A Utah lawmaker wants to allow more young people to stay in the juvenile justice system, even after they turn 21, rather than being sent to adult courts, hoping to offer counseling and reduce recidivism.
Rep. Lowry Snow, R-St. George, is proposing a lengthy bill that would limit when younger teens can be sent to the adult system — a change proposed after officials noticed a substantial spike in kids as young as 14 being sent to the adult court for less serious property crimes.
Currently, youth as young as 14 can be sent to adult court for any felony if a juvenile judge decides it is warranted.
Snow’s bill would allow young people 16 years old or older to be sent to adult court only for the most serious offenses. Youth that are 14 and 15 would be allowed to go to the adult court only for murder and aggravated murder charges.
The bill would not change a part of Utah’s law that requires teens 16 and older to be automatically transferred to the adult system if accused of murder or aggravated murder.
HB384 would also allow young people who commit serious crimes — like murder or aggravated kidnapping — to stay in juvenile detention centers until the age of 25. The current law only allows young people to stay in the juvenile system until they are 21 years old.

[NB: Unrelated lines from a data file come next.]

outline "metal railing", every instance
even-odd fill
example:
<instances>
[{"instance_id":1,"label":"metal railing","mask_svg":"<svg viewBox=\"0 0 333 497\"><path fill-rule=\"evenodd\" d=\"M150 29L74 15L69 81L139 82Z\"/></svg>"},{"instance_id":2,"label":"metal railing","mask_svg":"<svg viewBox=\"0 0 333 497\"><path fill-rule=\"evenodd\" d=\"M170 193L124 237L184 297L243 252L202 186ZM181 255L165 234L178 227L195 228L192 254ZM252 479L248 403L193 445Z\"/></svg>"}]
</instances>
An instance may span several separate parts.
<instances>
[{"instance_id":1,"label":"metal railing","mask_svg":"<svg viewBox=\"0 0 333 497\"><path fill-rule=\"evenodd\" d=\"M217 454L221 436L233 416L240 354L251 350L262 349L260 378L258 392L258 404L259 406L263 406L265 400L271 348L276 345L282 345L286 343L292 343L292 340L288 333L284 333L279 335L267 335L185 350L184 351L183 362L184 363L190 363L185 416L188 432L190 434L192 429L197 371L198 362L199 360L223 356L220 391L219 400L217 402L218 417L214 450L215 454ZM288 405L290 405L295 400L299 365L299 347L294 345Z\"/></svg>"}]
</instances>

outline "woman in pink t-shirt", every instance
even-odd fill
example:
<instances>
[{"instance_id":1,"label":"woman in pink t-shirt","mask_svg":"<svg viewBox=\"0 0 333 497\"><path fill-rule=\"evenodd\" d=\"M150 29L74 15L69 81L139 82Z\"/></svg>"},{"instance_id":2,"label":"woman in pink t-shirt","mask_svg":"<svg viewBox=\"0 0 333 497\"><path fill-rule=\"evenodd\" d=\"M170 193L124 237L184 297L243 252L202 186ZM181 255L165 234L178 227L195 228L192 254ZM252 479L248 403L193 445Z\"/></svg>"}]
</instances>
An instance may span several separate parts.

Brett Peterson, director of Juvenile Justice Services, said Wednesday that after years of juvenile justice reforms, his facilities have the capabilities to help young people into their early 20s.
“Youth placed in the adult system have worse outcomes,” he said, “they reoffend at a higher rate and often in more violent ways than those who remain in juvenile custody when possible.”
The change is intended to give young people a better chance at receiving counseling and services available in the juvenile system that isn’t offered at the adult facilities.
“Our adult correction system is not designed to really deal with youth offenders,” Snow told the House Judiciary Committee on Wednesday. “Our juvenile justice system is.”
Snow’s proposed legislation also allows for a judge to keep a child in a juvenile lock-up longer than usual if he or she committed a crime that resulted in someone’s death.
That change would be particularly meaningful for Brian Heugly, a Sandy man whose 23-year-old son, Jordan, died after a 15-year-old with a learner's permit struck him while speeding through a neighborhood.
Heugly told lawmakers Wednesday that the boy who ran over their son admitted to manslaughter and got probation — and no time in a detention center — because the judge couldn’t find he was a “continued risk” to the community. They didn’t want the boy to go to prison, he said, but they did want some sort of punishment. Maybe just six months or so locked up.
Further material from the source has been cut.